I found this book a month before I turned was turning 30.... I was looking for something as sort of a guide to help me into the next decade of my life. This book is a must read! I think it would be appreciate by all single woman. It has some thought provoking moments that allow you to reflect on how you truely think about issues: marriage, dating, children, self confidence, body image and career. I'd highly recomend!
Great book, simple, practical and so SO capturing! The format is a little different but nonetheless entertaining, there was not a single chapter that I couldn't relate to my own experiences.
I have a vast interest in women's literature of this sort. "Chick novels" are novels with similar characteristics: single women in their twenties or thirties with semi-successful careers and unsatisfactory love lives. These novels chronical the heroines' efforts in finding a suitable mate. It doesn't take a genius to figure out that the reason these heroines find men with such tenacity has much more to do with the fear of ending up alone than anything else. Compared to men's fiction -- which focuses more on their bachelor status or love for sports -- it doesn't escape my attention that women, whether in real life or in novels, need men to validate their lives.
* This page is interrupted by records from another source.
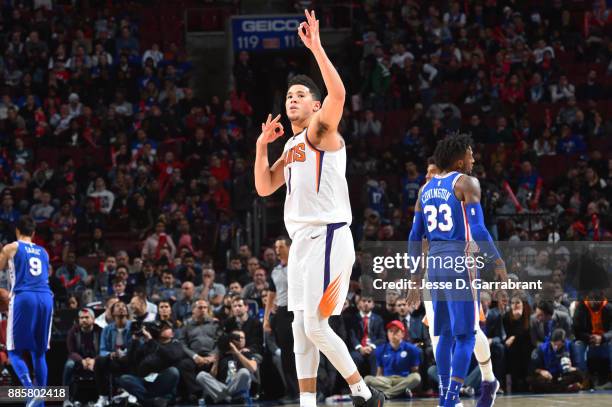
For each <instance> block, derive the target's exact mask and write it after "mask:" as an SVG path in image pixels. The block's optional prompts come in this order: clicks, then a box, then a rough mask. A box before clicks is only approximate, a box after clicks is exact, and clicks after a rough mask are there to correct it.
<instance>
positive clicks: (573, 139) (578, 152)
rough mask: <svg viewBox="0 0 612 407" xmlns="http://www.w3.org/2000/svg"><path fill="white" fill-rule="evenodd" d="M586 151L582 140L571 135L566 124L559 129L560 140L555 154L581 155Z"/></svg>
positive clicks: (571, 133) (585, 148) (576, 135)
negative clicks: (560, 131) (556, 153)
mask: <svg viewBox="0 0 612 407" xmlns="http://www.w3.org/2000/svg"><path fill="white" fill-rule="evenodd" d="M585 149H586V146H585V145H584V141H583V140H582V138H581V137H580V136H578V135H576V134H573V133H572V129H571V127H570V126H569V125H568V124H564V125H563V127H562V128H561V139H560V140H559V141H558V142H557V154H566V155H571V154H576V153H582V152H584V150H585Z"/></svg>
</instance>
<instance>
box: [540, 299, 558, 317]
mask: <svg viewBox="0 0 612 407" xmlns="http://www.w3.org/2000/svg"><path fill="white" fill-rule="evenodd" d="M537 308H539V309H540V310H541V311H542V312H543V313H545V314H546V315H552V314H554V312H555V306H554V304H553V303H552V301H547V300H541V301H540V302H538V306H537Z"/></svg>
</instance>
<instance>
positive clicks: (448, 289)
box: [408, 135, 506, 407]
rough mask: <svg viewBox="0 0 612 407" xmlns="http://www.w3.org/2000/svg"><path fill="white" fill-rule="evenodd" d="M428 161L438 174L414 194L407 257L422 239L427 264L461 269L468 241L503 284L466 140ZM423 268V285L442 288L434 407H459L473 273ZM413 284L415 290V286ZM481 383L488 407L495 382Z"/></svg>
mask: <svg viewBox="0 0 612 407" xmlns="http://www.w3.org/2000/svg"><path fill="white" fill-rule="evenodd" d="M434 159H435V162H436V165H437V166H438V168H439V169H440V173H439V174H437V175H434V176H433V177H432V178H431V180H430V181H429V182H427V184H425V186H424V187H423V188H422V190H421V192H420V194H419V198H418V200H417V203H416V205H415V216H414V222H413V227H412V230H411V232H410V236H409V246H408V251H409V255H410V256H414V257H415V258H416V257H418V256H420V255H421V244H422V240H423V237H426V238H427V240H428V242H429V252H428V259H435V258H437V257H438V258H440V257H442V258H444V259H447V258H451V259H454V262H458V261H459V259H461V261H462V262H463V263H461V264H463V265H465V264H466V263H465V261H466V260H465V259H466V258H467V257H468V256H470V253H471V252H472V251H473V250H472V249H471V247H470V246H469V242H476V244H477V245H478V248H479V256H484V257H485V258H487V259H490V260H491V261H493V262H494V263H495V271H496V274H497V275H498V277H500V278H502V279H503V278H504V277H505V276H506V270H505V264H504V262H503V260H502V259H501V257H500V255H499V253H498V251H497V249H496V247H495V245H494V244H493V240H492V238H491V236H490V234H489V232H488V231H487V229H486V227H485V225H484V217H483V212H482V208H481V206H480V184H479V183H478V180H477V179H476V178H474V177H471V176H469V175H468V174H470V173H471V171H472V166H473V164H474V157H473V154H472V148H471V140H470V138H469V136H466V135H455V136H449V137H447V138H446V139H444V140H442V141H440V142H439V143H438V145H437V147H436V150H435V152H434ZM455 264H459V263H455ZM427 266H428V279H429V282H431V283H434V284H437V285H438V287H445V289H432V290H431V294H432V300H433V308H434V316H435V317H434V335H435V336H438V337H439V339H438V346H437V347H436V350H435V352H436V362H437V365H438V375H439V378H440V400H439V404H438V405H439V406H440V407H457V406H461V405H462V404H461V402H460V400H459V390H460V389H461V387H462V385H463V381H464V379H465V376H466V374H467V370H468V368H469V364H470V359H471V355H472V352H473V351H474V345H475V342H476V334H477V332H478V331H479V327H478V320H479V311H480V306H479V301H478V300H479V299H478V292H477V291H476V290H473V289H472V288H471V280H472V279H473V278H474V275H473V271H471V270H469V269H468V270H465V269H462V268H454V267H452V266H451V267H449V265H448V263H447V262H446V261H445V262H443V263H442V262H437V261H432V262H431V263H428V264H427ZM416 280H419V277H417V278H416ZM417 284H418V287H420V286H421V284H420V282H419V283H417ZM449 284H450V285H449ZM447 287H451V288H447ZM458 287H466V288H465V289H463V288H458ZM415 293H416V296H417V297H418V290H411V292H410V298H409V301H410V302H414V298H415V297H414V296H415ZM489 363H490V361H489ZM486 379H487V378H486V377H483V382H482V389H481V391H482V393H483V394H482V396H481V399H480V400H479V401H478V406H479V407H481V406H482V407H484V406H487V407H488V406H492V405H493V403H494V401H495V395H496V393H497V390H498V389H499V382H498V381H497V380H495V378H494V377H493V380H492V381H487V380H486Z"/></svg>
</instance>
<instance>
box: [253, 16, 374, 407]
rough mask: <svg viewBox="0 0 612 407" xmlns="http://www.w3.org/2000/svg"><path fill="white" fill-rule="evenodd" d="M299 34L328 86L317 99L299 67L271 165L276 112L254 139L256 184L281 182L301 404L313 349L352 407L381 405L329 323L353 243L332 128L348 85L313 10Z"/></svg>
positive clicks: (349, 261)
mask: <svg viewBox="0 0 612 407" xmlns="http://www.w3.org/2000/svg"><path fill="white" fill-rule="evenodd" d="M305 14H306V20H307V21H306V22H303V23H302V24H300V26H299V28H298V35H299V36H300V39H301V40H302V42H303V43H304V45H305V46H306V47H307V48H308V49H309V50H310V51H311V52H312V54H313V56H314V58H315V60H316V62H317V64H318V66H319V69H320V70H321V76H322V77H323V81H324V82H325V86H326V88H327V92H328V94H327V96H326V97H325V98H324V99H323V98H322V97H321V92H320V90H319V89H318V88H317V86H316V84H315V83H314V82H313V81H312V79H310V78H308V77H307V76H305V75H297V76H296V77H294V78H292V79H291V80H290V81H289V89H288V90H287V96H286V99H285V107H286V109H287V117H288V118H289V121H290V122H291V130H292V132H293V136H292V137H289V138H288V140H287V141H286V143H285V147H284V149H283V155H282V156H281V157H280V158H279V159H277V160H276V162H274V164H272V165H270V163H269V161H268V144H270V143H272V142H273V141H275V140H276V139H278V138H279V137H281V136H282V135H283V127H282V125H281V124H280V122H279V120H280V115H279V116H277V117H276V118H275V119H272V117H271V116H268V120H267V122H266V123H264V124H262V126H261V130H262V134H261V135H260V136H259V138H258V139H257V146H256V156H255V165H254V176H255V188H256V189H257V193H258V194H259V195H260V196H267V195H270V194H272V193H274V191H276V190H277V189H278V188H280V187H281V186H282V185H286V187H287V188H286V195H285V208H284V218H285V227H286V228H287V232H288V233H289V236H290V237H291V239H292V242H293V243H292V244H291V248H290V250H289V258H288V262H287V308H288V310H289V311H291V312H293V323H292V324H291V327H292V331H293V338H294V353H295V365H296V371H297V377H298V386H299V389H300V407H315V406H316V402H317V400H316V394H317V391H316V383H317V370H318V367H319V351H321V352H323V354H325V356H326V357H327V358H328V359H329V361H330V362H331V363H332V365H333V366H334V367H335V368H336V369H338V372H339V373H340V374H341V375H342V377H343V378H344V379H345V380H346V382H347V383H348V385H349V388H350V389H351V396H352V398H353V403H354V404H355V405H356V406H358V407H381V406H382V405H383V403H384V401H385V396H384V394H383V393H382V392H380V391H378V390H376V389H373V388H369V387H368V386H367V385H366V384H365V382H364V380H363V378H362V377H361V375H360V374H359V371H358V370H357V366H356V365H355V362H354V361H353V359H352V358H351V355H350V353H349V351H348V349H347V347H346V344H345V343H344V342H343V341H342V339H340V337H339V336H338V335H336V333H335V332H334V331H333V330H332V329H331V327H330V326H329V321H328V320H329V317H330V316H331V315H339V314H340V312H341V311H342V306H343V304H344V301H345V299H346V296H347V293H348V288H349V283H350V276H351V270H352V266H353V263H354V261H355V247H354V244H353V238H352V235H351V231H350V228H349V226H350V223H351V220H352V213H351V206H350V199H349V193H348V185H347V182H346V176H345V173H346V146H345V143H344V140H343V138H342V137H341V136H340V134H339V133H338V124H339V123H340V119H342V112H343V109H344V101H345V95H346V91H345V89H344V84H343V83H342V79H341V78H340V75H338V72H337V71H336V69H335V68H334V65H333V64H332V62H331V61H330V59H329V58H328V56H327V55H326V53H325V51H324V50H323V47H322V45H321V40H320V37H319V21H318V20H317V19H316V17H315V13H314V12H312V13H311V12H308V11H306V12H305Z"/></svg>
Hence why I love this novel. Thakor delved into these issues. Furthermore, I was delighted to read that Ani isn't ashamed to acknowledge herself as professionally successful and is unwilling to lose her power over a man. There are various feminist issues in this book, all of which are meant to empower women and remind them that there is such a thing as having one's own idenity while in a relationship.
Ani shouldn't be ashamed of wanting someone to love. After all, who wants to be lonesome? Wanting someone to share your life with is nothing to be embarrassed about. Having someone doesn't have to validate your life, but it is still nice to have someone.
This is a great book. Every single (or attached, or married) woman should own it! I highly recommend it.
Ms. Thakor just wowed me. I bought the book after a mutual colleague told me about it. Actually I bought several copies actually, thinking it would be a good gift for my growing list of "singelton" friends. I was expecting a Bridget Jones-like approach with a few clever adaptations, I was delighted to be wrong! I loved the more modern medium of email instead of a diary to impart the interesting factoids and painful truths of being a single woman at this time in history. I take public transportation to my job in Chicago and many times while reading this book I laughed out loud or had other audible responses to what I was reading. As further endorsement, my brother-in-law picked up the book at my house the other day and was immediately engrossed in one of the discussions about relationships. He actually asked to borrow it, and he's not a really big book reader! Way to go Minisha! Write another book...soon!